Home Capital has responded to a claim that it sold non-performing loans to a third party in a bid to improve its balance sheet.
, in the normal course of its business, from time to time sells loans to third parties, when loans require work-outs or restructurings,” Home Capital said in a release Wednesday. “All loans sold to third parties are accounted for, with any losses reflected in write-offs for the related period.
“Loans sold to all third parties since 2013 totaled less than $125 million, and was approximately $12 million in 2015 and $nil in 2016 on a current on-balance sheet total loans portfolio of $18.1 billion.”

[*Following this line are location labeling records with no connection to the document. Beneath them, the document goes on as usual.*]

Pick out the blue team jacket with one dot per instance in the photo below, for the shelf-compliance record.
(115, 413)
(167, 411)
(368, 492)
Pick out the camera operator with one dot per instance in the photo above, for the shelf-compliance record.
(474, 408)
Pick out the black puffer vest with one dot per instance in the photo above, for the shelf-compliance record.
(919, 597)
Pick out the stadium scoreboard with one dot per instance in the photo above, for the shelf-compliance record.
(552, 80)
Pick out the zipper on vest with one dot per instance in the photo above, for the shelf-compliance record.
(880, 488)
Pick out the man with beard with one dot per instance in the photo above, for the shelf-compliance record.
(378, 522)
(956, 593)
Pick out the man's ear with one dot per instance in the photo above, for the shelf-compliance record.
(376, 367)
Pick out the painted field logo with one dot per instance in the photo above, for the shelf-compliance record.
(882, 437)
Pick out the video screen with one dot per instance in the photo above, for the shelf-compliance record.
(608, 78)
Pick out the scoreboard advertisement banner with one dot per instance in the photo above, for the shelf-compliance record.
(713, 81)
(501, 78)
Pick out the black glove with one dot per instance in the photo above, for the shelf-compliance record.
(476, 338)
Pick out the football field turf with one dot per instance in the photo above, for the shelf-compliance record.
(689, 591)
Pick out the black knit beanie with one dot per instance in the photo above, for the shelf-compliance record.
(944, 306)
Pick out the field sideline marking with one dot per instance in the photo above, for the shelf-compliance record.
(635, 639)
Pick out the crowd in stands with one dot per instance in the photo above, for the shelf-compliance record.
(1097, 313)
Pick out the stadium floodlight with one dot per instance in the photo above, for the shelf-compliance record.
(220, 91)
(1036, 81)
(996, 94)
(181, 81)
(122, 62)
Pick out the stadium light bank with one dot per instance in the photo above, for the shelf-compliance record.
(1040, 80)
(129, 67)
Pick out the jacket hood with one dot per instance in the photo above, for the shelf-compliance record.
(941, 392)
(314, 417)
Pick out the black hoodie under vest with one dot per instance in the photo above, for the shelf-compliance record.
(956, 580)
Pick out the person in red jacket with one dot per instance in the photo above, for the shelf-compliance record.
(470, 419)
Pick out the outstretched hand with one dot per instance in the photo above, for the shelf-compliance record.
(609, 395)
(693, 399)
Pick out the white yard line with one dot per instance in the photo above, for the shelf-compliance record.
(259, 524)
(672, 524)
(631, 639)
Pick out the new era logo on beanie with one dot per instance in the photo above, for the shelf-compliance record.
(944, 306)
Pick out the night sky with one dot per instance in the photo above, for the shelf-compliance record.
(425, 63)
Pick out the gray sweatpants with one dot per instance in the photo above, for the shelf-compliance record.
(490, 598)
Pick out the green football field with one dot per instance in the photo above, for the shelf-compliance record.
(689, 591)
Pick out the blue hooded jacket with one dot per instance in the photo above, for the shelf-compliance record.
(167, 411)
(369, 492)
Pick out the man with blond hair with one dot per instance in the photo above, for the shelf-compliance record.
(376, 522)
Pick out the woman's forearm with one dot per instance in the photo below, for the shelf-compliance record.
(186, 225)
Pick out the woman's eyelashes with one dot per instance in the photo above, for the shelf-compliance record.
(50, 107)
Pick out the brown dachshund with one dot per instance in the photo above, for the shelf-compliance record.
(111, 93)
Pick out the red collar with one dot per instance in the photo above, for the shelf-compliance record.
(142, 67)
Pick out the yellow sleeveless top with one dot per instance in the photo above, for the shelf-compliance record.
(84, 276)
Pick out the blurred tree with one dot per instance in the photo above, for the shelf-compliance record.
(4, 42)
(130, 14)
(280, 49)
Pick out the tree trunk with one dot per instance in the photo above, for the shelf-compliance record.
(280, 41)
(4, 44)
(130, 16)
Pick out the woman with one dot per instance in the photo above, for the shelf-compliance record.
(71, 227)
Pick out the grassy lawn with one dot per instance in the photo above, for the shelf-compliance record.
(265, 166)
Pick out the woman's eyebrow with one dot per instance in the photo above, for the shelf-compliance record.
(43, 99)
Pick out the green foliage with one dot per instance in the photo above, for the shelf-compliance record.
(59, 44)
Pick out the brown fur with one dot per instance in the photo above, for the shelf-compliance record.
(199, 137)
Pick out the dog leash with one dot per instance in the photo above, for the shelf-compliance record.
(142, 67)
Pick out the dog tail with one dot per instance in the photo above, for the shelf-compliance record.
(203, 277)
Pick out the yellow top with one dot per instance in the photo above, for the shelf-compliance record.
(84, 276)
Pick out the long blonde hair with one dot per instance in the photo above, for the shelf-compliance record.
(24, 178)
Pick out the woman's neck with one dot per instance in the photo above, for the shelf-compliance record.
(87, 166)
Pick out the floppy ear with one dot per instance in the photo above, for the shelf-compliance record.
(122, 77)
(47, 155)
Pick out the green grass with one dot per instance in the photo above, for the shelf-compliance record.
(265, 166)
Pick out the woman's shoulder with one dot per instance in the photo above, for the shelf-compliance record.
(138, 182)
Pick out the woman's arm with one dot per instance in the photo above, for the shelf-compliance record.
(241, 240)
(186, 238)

Home’s response comes on the heels of a report by the investment website Seeking Alpha that alleges the lender has been transferring loans to a company called Re-Charge Corporation, which is allegedly partially controlled by one of Home Capital’s board members.
“We hypothesize that the only logical reason a growth-starved lender would transfer loans off balance sheet is to hide non-performing loans,” the author of the Seeking Alpha’s report wrote.
The author, The Friendly Bear, provided insight into the research method and how he came to the conclusion alleged in the article.
“Our supporting research in this report includes on the ground insight. Through on the ground field work and our internet sleuthing, we began to suspect ties between Re-Charge and HCG that we were able to prove through our retrieval of public filings,” the Friendly Bear wrote. “For background, our research involved sending investigators to Canada to dig up public documents that can only be retrieved physically from Canadian government offices.”
In response, Home Capital said it has not sold any loans to Re-Charge Corporation since last year.
“Home Trust calculates provisions for credit losses in accordance with applicable accounting requirements and incorporates any losses from loans sold to third parties into the historical data used to calculate the collective allowance,” the lender said. “Home Trust has not sold any loans requiring work-outs or restructurings to any third party, including Re-Charge Corporation, since September 2015.”